Description
Summary
When I try to installed oneAPI base toolkit and test the MODIN sample apps:
https://github.com/oneapi-src/oneAPI-samples/tree/master/AI-and-Analytics/Getting-Started-Samples/IntelModin_GettingStarted
Then detected error below:
(raylet) [2023-10-10 22:04:54,885 E 21639 21688] (raylet) agent_manager.cc:135: The raylet exited immediately because the Ray agent failed. The raylet fate shares with the agent. This can happen because the Ray agent was unexpectedly killed or failed. Agent can fail when
(raylet) - The version of grpcio
doesn't follow Ray's requirement. Agent can segfault with the incorrect grpcio
version. Check the grpcio version pip freeze | grep grpcio
.
(raylet) - The agent failed to start because of unexpected error or port conflict. Read the log cat /tmp/ray/session_latest/dashboard_agent.log
. You can find the log file structure here https://docs.ray.io/en/master/ray-observability/ray-logging.html#logging-directory-structure.

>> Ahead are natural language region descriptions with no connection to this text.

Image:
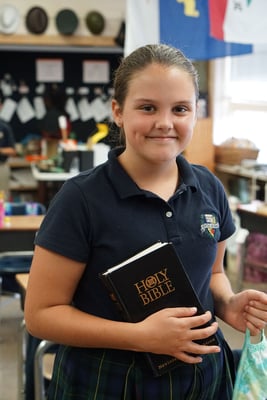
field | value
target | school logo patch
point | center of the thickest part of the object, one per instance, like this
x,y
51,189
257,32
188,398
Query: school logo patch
x,y
209,225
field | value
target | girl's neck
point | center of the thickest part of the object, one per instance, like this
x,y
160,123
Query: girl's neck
x,y
159,178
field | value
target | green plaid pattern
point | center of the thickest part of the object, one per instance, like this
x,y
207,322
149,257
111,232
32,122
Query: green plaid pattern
x,y
96,374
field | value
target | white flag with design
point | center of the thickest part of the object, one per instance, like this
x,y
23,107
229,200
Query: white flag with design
x,y
246,21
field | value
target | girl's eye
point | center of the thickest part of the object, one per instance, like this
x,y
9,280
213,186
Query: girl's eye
x,y
147,107
180,109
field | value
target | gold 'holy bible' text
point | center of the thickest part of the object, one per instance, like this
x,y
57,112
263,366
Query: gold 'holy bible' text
x,y
154,287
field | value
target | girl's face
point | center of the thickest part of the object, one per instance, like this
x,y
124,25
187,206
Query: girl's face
x,y
159,113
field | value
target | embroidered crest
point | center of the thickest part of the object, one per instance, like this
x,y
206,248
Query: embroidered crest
x,y
209,225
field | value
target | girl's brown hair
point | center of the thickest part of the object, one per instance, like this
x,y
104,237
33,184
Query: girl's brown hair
x,y
142,57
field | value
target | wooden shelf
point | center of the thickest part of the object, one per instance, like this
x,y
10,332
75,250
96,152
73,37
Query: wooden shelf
x,y
201,150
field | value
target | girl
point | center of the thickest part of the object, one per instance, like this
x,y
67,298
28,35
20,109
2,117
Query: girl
x,y
145,192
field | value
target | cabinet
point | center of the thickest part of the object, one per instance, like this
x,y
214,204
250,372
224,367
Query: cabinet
x,y
201,149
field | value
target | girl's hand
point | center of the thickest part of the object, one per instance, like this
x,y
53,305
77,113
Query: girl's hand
x,y
174,331
248,309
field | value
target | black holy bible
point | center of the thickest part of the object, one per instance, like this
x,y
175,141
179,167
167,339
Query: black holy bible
x,y
148,282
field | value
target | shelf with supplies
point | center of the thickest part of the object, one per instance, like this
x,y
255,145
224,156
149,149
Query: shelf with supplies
x,y
22,182
56,42
201,150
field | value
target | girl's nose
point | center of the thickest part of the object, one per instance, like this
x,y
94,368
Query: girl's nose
x,y
164,121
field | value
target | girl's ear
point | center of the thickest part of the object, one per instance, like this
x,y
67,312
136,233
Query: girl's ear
x,y
116,113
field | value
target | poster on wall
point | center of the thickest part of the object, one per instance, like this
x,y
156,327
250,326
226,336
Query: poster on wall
x,y
49,70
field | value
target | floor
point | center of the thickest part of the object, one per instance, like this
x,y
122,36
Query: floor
x,y
10,322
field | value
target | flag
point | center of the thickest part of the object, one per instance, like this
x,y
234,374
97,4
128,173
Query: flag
x,y
239,21
181,23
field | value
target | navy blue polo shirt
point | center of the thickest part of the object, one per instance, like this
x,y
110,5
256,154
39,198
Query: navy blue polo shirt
x,y
101,217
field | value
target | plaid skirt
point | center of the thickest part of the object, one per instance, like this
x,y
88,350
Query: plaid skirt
x,y
104,374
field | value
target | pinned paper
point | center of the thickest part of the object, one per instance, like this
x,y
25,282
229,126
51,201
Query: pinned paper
x,y
85,109
99,109
96,71
25,111
8,108
72,109
40,109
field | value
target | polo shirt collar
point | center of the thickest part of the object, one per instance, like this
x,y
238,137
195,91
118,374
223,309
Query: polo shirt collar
x,y
126,187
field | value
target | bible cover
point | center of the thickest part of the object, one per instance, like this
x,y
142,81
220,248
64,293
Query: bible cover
x,y
148,282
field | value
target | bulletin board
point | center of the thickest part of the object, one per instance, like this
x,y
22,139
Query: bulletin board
x,y
87,70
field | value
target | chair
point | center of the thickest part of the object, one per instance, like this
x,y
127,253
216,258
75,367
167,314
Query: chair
x,y
16,262
252,259
24,208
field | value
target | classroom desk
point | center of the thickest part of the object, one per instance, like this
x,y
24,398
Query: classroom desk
x,y
19,236
253,216
49,181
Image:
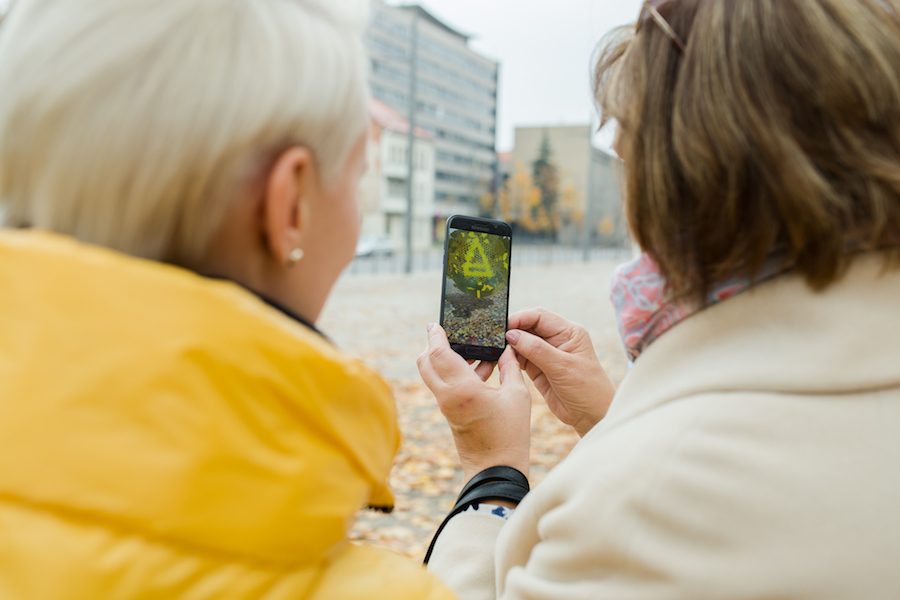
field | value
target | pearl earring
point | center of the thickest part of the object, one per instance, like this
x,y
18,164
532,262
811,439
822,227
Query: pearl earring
x,y
295,256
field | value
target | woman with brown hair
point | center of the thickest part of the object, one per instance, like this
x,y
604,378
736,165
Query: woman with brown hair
x,y
752,450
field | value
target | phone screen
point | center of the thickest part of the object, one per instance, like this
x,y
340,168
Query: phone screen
x,y
476,290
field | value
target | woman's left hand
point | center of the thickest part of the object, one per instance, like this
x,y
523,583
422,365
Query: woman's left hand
x,y
491,426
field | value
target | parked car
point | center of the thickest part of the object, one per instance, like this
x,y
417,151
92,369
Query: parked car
x,y
375,245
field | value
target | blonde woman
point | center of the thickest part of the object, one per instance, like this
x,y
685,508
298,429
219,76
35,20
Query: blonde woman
x,y
752,451
182,178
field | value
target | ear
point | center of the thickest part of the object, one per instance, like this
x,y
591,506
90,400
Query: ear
x,y
291,184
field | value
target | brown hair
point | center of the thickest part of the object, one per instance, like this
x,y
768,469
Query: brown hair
x,y
775,133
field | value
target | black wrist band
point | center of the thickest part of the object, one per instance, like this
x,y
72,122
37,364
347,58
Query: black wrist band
x,y
492,474
495,483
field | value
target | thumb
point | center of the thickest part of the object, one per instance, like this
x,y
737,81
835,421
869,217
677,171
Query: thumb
x,y
510,372
534,349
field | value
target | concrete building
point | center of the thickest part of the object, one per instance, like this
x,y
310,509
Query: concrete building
x,y
456,99
589,181
384,187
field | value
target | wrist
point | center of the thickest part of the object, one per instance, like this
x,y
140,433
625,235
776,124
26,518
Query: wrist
x,y
472,467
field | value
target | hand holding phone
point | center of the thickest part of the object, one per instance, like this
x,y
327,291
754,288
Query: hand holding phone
x,y
475,297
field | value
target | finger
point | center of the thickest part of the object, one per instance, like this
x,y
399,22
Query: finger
x,y
485,369
540,322
426,371
536,350
510,373
450,366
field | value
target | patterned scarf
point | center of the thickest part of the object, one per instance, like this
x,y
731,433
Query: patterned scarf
x,y
645,310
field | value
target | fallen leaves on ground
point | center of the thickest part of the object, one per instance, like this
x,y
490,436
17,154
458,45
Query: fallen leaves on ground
x,y
426,477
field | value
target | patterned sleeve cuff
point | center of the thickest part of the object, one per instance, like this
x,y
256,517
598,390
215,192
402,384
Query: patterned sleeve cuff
x,y
496,510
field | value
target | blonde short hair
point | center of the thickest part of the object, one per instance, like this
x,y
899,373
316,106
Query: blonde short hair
x,y
133,123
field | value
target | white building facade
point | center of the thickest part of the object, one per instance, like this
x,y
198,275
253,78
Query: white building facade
x,y
383,192
456,99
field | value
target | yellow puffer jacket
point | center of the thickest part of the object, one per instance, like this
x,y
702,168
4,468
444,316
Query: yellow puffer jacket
x,y
169,436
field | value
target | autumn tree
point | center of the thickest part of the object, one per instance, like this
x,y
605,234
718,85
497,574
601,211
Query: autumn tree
x,y
545,176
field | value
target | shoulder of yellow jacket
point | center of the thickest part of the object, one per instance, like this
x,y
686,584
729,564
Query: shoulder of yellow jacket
x,y
365,572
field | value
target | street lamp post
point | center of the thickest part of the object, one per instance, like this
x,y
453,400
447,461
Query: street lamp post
x,y
411,138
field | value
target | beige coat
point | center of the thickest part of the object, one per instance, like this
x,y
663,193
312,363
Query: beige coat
x,y
752,452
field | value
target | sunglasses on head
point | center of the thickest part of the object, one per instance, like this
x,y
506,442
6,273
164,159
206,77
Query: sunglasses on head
x,y
650,12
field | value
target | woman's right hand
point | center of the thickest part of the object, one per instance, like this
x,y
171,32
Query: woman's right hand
x,y
560,359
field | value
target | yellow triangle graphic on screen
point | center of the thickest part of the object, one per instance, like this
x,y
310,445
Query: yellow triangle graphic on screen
x,y
480,267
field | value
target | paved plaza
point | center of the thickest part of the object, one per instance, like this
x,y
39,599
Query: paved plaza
x,y
382,319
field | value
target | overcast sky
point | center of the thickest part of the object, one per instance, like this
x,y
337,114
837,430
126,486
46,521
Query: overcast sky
x,y
544,49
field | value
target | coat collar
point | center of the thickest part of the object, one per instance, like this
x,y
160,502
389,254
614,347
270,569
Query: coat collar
x,y
781,337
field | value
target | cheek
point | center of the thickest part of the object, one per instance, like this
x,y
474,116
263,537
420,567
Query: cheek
x,y
344,223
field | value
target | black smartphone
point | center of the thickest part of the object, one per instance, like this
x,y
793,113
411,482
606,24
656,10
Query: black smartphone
x,y
475,295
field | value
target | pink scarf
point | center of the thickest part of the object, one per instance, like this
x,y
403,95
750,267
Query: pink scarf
x,y
645,310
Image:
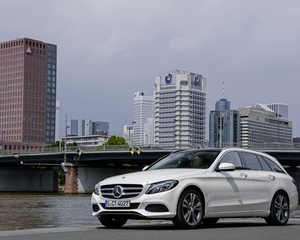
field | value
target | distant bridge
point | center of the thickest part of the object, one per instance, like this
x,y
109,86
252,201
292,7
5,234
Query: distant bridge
x,y
118,155
38,169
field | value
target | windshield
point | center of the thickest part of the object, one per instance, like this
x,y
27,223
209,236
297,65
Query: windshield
x,y
187,159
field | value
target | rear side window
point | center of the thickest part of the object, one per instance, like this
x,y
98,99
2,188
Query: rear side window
x,y
234,158
263,163
273,165
251,162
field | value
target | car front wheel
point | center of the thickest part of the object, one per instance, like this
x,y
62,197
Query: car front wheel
x,y
189,210
113,222
280,211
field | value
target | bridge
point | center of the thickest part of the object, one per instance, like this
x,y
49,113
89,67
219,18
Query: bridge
x,y
38,169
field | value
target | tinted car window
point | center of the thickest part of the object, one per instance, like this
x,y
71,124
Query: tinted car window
x,y
251,162
273,165
263,163
234,158
186,159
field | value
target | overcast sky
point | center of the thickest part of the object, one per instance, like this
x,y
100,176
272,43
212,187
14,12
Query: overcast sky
x,y
109,49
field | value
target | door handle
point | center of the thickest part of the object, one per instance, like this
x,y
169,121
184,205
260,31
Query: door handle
x,y
271,177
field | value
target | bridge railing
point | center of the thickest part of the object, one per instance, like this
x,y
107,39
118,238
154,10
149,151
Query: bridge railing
x,y
255,146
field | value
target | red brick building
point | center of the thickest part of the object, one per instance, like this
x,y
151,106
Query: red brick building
x,y
27,93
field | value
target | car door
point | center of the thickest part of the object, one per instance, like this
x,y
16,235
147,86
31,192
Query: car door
x,y
263,181
233,188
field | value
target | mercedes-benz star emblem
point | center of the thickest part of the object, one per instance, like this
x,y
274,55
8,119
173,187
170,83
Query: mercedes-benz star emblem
x,y
118,191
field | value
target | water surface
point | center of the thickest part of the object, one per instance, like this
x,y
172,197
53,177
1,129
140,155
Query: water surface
x,y
36,210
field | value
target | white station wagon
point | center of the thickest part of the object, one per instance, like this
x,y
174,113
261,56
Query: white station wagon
x,y
194,187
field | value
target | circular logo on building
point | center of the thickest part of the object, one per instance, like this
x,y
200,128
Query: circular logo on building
x,y
168,78
196,79
118,191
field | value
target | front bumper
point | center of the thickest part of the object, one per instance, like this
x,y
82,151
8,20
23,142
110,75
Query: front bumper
x,y
145,206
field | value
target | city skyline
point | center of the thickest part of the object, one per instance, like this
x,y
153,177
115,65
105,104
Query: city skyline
x,y
252,47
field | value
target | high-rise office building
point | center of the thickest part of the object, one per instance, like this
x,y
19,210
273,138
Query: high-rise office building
x,y
281,110
128,134
261,128
57,122
86,127
180,104
143,109
224,125
149,132
27,93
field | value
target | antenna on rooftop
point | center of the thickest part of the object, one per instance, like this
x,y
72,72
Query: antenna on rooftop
x,y
223,90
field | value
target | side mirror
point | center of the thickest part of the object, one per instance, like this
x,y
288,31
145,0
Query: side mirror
x,y
226,167
145,168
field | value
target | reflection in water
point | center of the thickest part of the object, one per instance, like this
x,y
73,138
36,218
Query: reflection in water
x,y
35,210
24,211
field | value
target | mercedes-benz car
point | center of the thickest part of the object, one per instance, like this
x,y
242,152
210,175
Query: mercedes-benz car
x,y
194,187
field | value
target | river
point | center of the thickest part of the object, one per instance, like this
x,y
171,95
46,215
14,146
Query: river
x,y
36,210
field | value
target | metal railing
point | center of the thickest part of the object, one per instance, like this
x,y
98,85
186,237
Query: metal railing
x,y
257,146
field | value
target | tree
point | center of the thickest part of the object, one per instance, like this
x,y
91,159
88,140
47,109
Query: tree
x,y
113,140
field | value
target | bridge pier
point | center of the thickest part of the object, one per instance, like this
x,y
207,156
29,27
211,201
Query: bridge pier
x,y
295,173
80,179
28,180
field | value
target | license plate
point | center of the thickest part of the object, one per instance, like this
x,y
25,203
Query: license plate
x,y
117,203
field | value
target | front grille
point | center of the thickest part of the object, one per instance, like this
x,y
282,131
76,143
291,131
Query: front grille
x,y
132,206
128,190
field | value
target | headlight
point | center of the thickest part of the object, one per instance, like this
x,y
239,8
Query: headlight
x,y
96,191
162,186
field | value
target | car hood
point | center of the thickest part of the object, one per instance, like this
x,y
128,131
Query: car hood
x,y
152,176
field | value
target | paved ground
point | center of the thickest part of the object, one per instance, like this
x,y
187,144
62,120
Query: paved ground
x,y
227,229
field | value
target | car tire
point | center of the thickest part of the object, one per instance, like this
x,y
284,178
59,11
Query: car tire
x,y
113,222
210,221
279,211
190,210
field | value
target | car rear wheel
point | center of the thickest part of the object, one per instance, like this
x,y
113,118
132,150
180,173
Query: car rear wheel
x,y
189,210
113,222
280,211
210,220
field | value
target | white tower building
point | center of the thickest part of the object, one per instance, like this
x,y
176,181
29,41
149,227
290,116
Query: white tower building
x,y
57,122
143,109
180,104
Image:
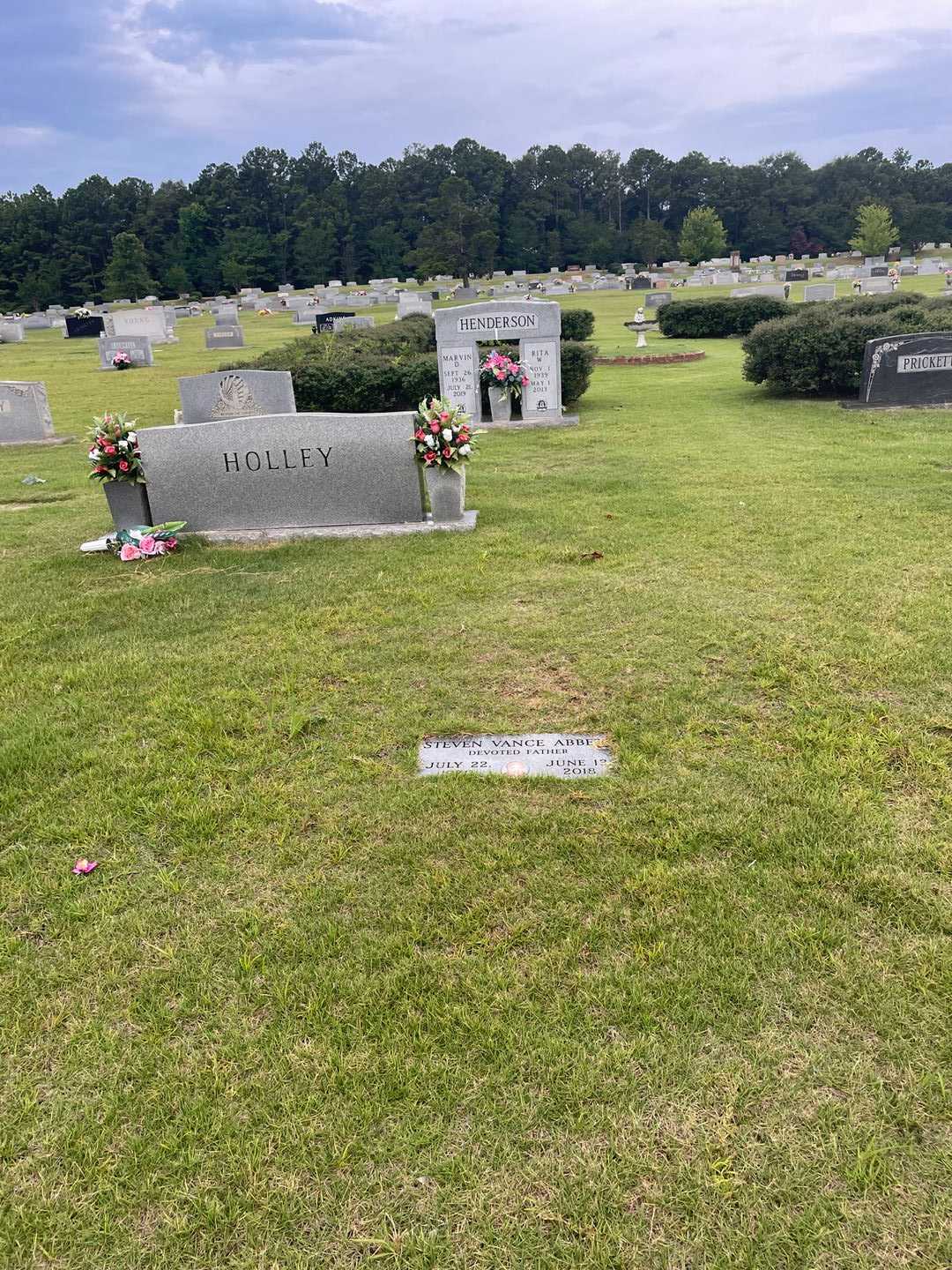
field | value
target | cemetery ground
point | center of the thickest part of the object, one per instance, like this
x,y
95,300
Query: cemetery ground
x,y
311,1011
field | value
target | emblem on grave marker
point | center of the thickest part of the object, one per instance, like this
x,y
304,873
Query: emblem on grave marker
x,y
235,399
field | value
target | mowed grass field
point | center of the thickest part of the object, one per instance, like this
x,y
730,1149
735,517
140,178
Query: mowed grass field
x,y
312,1012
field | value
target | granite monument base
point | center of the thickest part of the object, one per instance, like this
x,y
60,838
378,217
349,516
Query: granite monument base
x,y
534,421
260,537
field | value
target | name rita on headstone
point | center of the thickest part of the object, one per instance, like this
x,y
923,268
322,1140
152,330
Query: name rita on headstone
x,y
537,324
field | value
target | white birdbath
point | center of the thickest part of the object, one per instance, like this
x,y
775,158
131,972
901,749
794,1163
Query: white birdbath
x,y
641,325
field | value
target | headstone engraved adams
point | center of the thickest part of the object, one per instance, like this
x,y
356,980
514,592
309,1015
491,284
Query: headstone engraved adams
x,y
25,413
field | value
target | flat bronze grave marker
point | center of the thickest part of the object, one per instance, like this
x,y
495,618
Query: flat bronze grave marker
x,y
553,753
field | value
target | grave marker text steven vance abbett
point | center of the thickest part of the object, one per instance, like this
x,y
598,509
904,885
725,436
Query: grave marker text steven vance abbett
x,y
562,755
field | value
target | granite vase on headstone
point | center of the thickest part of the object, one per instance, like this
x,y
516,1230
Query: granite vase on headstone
x,y
446,489
129,503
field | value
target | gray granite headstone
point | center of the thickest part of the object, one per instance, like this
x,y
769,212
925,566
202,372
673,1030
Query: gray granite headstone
x,y
225,337
564,756
25,413
138,347
143,322
908,370
235,395
285,471
537,324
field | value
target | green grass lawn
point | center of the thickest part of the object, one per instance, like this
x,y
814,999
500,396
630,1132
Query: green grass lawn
x,y
315,1012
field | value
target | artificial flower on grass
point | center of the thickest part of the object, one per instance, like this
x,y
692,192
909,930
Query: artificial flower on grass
x,y
146,542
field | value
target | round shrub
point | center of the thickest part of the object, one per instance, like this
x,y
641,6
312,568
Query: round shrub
x,y
820,348
577,361
718,317
577,324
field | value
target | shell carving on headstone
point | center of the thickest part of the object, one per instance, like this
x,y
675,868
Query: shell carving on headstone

(raylet) - The agent is killed by the OS (e.g., out of memory).
Version
oneAPI toolkit version: 2023.2.0
Environment
OS is Linux uBuntu 22.04.2 LTS
CPU: 13th Gen Intel(R) Core(TM) i9-13900
RAM: 32GB
Steps to reproduce
Using the conda running the MODIN sample apps that released by oneAPI:
https://github.com/oneapi-src/oneAPI-samples/tree/master/AI-and-Analytics/Getting-Started-Samples/IntelModin_GettingStarted
Observed behavior
Detected the raylet fail like below log:
(raylet) [2023-10-10 22:04:54,885 E 21639 21688] (raylet) agent_manager.cc:135: The raylet exited immediately because the Ray agent failed. The raylet fate shares with the agent. This can happen because the Ray agent was unexpectedly killed or failed. Agent can fail when
(raylet) - The version of grpcio
doesn't follow Ray's requirement. Agent can segfault with the incorrect grpcio
version. Check the grpcio version pip freeze | grep grpcio
.
(raylet) - The agent failed to start because of unexpected error or port conflict. Read the log cat /tmp/ray/session_latest/dashboard_agent.log
. You can find the log file structure here https://docs.ray.io/en/master/ray-observability/ray-logging.html#logging-directory-structure.
(raylet) - The agent is killed by the OS (e.g., out of memory).
Expected behavior
I tested on XEON is working, but CORE product not working as same setup.